As with everything else in life, climate change is beginning to affect how apple trees grow, so we need to choose trees that can cope with our Scottish weather, bearing in mind that weather patterns are increasingly unpredictable. Although we’re enduring some extreme conditions they’re much less severe than elsewhere.
Many of us, including me, complained about the frost damage to apple blossom this spring, leading to reduced yield. Some of my trees, like Tower of Glamis and White Melrose, got a pasting. 
But this was nothing compared to the devastating drought endured by Spanish growers. With the accompanying water shortage, some Catalans came close to stripping their trees and losing their entire harvest to protect the long-term future of the trees.
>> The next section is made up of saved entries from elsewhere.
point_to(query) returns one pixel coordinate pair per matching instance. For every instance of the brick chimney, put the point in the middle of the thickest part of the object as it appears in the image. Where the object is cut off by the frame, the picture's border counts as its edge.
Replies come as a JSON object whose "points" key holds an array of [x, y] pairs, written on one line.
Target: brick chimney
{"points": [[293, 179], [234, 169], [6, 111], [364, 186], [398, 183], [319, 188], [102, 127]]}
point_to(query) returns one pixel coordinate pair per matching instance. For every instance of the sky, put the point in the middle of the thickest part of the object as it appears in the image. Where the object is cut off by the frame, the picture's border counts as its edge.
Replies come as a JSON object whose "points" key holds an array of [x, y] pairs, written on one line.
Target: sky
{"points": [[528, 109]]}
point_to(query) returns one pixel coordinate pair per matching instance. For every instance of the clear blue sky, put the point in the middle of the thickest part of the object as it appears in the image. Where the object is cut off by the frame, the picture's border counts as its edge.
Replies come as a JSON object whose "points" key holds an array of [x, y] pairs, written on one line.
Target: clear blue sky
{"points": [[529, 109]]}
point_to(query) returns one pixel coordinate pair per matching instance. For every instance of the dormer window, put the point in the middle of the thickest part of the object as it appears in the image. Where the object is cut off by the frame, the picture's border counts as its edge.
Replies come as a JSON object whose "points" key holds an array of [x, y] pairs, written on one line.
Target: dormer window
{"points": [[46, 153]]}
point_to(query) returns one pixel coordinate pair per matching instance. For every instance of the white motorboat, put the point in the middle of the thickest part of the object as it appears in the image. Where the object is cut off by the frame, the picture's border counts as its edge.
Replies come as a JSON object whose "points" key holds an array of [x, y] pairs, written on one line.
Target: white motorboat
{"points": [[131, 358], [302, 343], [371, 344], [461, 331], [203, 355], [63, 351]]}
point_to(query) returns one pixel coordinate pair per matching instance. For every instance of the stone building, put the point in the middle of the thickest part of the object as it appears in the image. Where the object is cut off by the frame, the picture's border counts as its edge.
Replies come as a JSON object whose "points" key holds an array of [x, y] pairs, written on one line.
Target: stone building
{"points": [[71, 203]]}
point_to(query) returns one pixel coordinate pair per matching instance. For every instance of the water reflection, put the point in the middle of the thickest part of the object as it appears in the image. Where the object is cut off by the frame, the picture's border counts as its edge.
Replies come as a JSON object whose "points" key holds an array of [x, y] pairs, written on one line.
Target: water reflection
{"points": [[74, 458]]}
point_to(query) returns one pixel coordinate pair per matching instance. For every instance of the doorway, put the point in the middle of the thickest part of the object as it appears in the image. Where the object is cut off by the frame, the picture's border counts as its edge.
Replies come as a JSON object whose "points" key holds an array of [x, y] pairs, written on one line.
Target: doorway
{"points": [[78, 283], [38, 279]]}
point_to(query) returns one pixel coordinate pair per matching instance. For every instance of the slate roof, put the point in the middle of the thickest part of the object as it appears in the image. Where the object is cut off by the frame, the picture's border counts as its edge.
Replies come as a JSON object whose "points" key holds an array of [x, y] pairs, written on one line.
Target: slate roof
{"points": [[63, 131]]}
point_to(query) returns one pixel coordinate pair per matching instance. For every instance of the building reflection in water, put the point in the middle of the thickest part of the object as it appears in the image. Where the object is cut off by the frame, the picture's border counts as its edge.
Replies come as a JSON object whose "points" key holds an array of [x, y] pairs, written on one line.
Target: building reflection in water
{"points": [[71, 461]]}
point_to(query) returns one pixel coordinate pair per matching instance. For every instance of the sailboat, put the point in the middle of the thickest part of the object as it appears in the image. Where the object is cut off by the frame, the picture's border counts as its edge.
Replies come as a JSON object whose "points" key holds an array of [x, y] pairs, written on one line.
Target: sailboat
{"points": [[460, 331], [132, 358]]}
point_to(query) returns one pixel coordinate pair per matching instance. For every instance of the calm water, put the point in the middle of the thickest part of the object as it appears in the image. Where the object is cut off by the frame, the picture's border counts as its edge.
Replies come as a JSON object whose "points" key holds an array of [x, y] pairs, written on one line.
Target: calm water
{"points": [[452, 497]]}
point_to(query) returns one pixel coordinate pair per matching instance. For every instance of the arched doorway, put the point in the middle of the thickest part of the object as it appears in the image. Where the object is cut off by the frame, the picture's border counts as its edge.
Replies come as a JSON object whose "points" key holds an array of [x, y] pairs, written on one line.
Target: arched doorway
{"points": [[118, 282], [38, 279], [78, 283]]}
Luckily the rains came in time. 
These problems are leading to the need for new varieties that can handle temperatures in excess of 40℃. And over the lifetime of an apple tree – 80-140 years – things could get a lot worse, probably significantly worse than for us.
Unfortunately, traditional apple breeding takes 20 to 25 years of research to find, select, grow and ratify a new variety. A breeder might be lucky to produce one new variety in a lifetime. But luckily we are at the beginning of a new phase of plant breeding through gene editing. This process entails manipulating the individual parts, or nucleotides, of a plant’s genome and unlike genetic modification, it does not involve introducing one or more nucleotides from a different species.
A strand of apple DNA comprises 750 million nucleotides or letters. It’s estimated that 25 million of these nucleotides can significantly alter an apple’s taste, appearance and growth when one or more of these letters are moved to a different position within the genome. 
An agricultural research centre in Bern, Switzerland, has been pioneering work in this field. By studying 500 different apple varieties, the researchers could identify nucleotides that affect the key parts of a variety’s citrate, fructose and sucrose and, therefore, an apple’s flavour. 
Genetic editing is in its infancy, but we can hope this process will give us varieties resilient to the weather changes we are beginning to endure.
In the meantime the best option is to select varieties that work well in Scotland just now. Undoubtedly Andrew Lear, the apple tree man, based at Blackhaugh Farm in Spittalfield, Perthshire, is best placed to give advice (plantsandapples.com). 
His wide selection of trees suitable for this country include Scottish heirloom varieties such as Arbroath Oslin and Lass o’ Gowrie. 
And who could resist Bloody Ploughman? The tree reputedly grew from a seedling that had emerged from the bones of a ploughman shot while scrumping apples at Megginch Castle, Perthshire. The apples’ dark red skins tell it all.

 

Plant of the week

Common jelly ear, Auricularia auricula-judae, is a species of jelly fungus, so not a plant, that grows on a variety of deciduous trees and shrubs in damp places. The fruiting bodies that we see are browny pink and ear-shaped and look gelatinous especially after rain. In fact they may shrivel up in dry weather and then rehydrate after a shower.